David314 Veteran Member • Posts: 4,790
ok, lets see your 1/2 power trace

Kluso wrote:

notice the OP's measurements agree with mine for full duration

No, they do not, the OP's traces are as expected, yours are clipped.

the OP's traces clearly show that for full power there is a decaying exponential function that exceeds 1/1000

here is the OP's view of a clipped trace and not

notice - in spite of the clipping the length of the pulse is the same

btw this is a 1/2 power pusle -

Here are my traces, 2 versions clipped and not clipped

and here is your full power curve

you attribute the slow decay to lack of active circuitry to pull down the signal

that maybe true - to verify that we would have to see a 1/2 power or less pulse

but note the OP's circuit appears to be an active circuit - you can see this from the 1/2 power pulse

so just forget my scope traces - notice in the OP's traces the difference between 1/2 power and full power - if the full power is affected by the capacitance of the circuit and is wrongly showing a decaying exponential, how is it that the 1/2 power and less pulses decay so fast?

i suggest you go back into the lab and capture 1/2 power and less pulses along with a full power pulse

but please read this first from the OP

"Triggering and Power Control

Flashes work by discharging a storage capacitor into the flash tube. When full power is used, the discharge is allowed to run its full course. To obtain lower powers, the pulse is shut off mid-way. Thus whatever "power level" is used, the pulse profile follows the same curve, with lower-power pulses simply being shorter.

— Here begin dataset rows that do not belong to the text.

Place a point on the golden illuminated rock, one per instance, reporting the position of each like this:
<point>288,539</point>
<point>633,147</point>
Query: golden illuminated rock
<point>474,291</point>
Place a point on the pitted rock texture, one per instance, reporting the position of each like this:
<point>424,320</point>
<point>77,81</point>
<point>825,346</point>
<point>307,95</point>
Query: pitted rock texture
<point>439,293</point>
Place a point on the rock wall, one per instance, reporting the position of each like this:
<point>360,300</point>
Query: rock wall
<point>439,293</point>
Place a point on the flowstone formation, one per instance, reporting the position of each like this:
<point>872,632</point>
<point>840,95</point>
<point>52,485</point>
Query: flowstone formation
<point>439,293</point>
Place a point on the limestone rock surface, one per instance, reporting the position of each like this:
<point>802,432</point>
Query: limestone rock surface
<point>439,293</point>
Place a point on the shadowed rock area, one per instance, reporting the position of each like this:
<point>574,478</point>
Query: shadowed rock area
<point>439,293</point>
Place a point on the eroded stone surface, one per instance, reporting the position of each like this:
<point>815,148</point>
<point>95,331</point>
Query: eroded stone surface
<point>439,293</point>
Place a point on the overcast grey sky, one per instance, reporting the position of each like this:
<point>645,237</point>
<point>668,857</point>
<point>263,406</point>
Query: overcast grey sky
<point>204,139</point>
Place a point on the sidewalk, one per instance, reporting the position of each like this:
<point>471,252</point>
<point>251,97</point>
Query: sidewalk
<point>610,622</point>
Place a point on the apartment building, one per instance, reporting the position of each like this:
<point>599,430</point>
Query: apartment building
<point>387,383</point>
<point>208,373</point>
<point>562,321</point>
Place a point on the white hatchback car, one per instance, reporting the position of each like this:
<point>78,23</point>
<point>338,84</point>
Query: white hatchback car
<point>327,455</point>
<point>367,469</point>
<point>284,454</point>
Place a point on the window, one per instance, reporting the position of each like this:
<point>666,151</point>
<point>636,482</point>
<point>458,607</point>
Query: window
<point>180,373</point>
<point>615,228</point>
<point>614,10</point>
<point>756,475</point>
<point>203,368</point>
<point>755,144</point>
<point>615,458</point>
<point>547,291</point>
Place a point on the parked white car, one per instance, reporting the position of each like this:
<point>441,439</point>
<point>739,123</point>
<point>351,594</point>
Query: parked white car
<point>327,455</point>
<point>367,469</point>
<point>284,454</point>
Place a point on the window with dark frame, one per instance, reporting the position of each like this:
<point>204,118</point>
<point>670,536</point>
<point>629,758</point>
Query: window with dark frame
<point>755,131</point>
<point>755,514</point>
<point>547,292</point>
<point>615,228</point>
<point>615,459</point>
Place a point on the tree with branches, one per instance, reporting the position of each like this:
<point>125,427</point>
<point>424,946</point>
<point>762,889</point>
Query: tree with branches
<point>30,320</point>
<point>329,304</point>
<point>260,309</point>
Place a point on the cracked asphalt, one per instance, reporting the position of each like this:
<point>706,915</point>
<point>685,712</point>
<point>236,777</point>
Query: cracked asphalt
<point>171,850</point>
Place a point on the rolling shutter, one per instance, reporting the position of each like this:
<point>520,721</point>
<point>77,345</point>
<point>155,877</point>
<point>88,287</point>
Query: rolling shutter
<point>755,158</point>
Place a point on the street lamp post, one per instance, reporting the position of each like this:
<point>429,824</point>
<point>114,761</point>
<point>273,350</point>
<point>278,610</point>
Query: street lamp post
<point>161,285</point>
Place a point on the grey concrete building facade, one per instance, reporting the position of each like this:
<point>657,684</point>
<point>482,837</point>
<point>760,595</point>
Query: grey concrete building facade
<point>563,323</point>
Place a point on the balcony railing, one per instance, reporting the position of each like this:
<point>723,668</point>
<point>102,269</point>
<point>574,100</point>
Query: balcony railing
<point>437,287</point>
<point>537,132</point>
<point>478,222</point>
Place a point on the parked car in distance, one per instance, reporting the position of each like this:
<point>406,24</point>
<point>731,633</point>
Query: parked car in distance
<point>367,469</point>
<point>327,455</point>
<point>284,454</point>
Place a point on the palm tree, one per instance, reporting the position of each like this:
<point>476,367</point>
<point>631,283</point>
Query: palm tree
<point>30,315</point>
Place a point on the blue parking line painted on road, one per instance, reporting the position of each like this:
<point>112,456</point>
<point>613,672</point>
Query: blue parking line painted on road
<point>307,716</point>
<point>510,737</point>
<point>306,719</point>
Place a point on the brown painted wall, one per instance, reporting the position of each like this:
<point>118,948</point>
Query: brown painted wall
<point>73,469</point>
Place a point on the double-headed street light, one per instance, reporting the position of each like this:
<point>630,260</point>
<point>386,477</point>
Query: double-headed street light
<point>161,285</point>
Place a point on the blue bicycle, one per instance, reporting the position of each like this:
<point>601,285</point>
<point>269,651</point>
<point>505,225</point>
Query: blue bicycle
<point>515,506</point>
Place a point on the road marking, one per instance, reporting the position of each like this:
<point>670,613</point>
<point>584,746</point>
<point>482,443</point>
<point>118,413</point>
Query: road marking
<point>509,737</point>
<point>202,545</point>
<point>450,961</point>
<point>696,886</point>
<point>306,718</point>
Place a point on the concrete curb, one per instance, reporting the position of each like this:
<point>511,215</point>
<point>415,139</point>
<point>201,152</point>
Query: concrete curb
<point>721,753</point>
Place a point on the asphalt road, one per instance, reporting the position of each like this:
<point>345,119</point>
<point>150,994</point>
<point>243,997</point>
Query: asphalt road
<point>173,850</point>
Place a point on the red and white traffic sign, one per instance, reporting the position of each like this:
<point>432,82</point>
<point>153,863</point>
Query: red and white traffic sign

Once the storage capacitor is charged and ready, the process begins with the application of a high-voltage trigger pulse to a trigger electrode on the flash tube. After this, it takes about 10-12usec for the flash tube to start producing light. The initial build-up is exponential until about 15usec after trigger (light level is still very low here) and the light output then ramps up roughly linearly until about 30us, where the light level is at half peak brightness. After that, it rounds off slowly to its peak value at 120-140us, then begins an exponential decay as the storage capacitor loses voltage. "

or this from the OP in regards to full power flash at 1/250 shutter speedr

"Note that although the flash has been set for full power, it is not actually producing full power, as it has been limited in duration by the camera. A full power discharge continues to decay exponentially for many milliseconds and exhibits no cutoff edge."

so now you better work hard on discrediting Marianne Oelund's results

David314 Veteran Member • Posts: 4,790
Another comment

Marianne Oelund wrote:

D300 Shutter Timing
First, let's have a close look at the D300 shutter dynamics.

i just read how you used a D3 to capture these images using flashes to measure the relative timing?

Did you try using the sync output? just put a pull up on it and you would see the start stop pulse

also, it would be nice to see the flash in the shutter image - i assume that was cropped out?

you did an immense amount of work on this - well done

makes one want to buy one of those casio high speed cameras and shoot the shutter with light from the flash visible

good shooting

David

Kluso Senior Member • Posts: 1,904
Sure - in the other thread

http://forums.dpreview.com/forums/read.asp?forum=1034&message=30551677
I do not wish to hijack the OP's excellent thread with which I find no fault.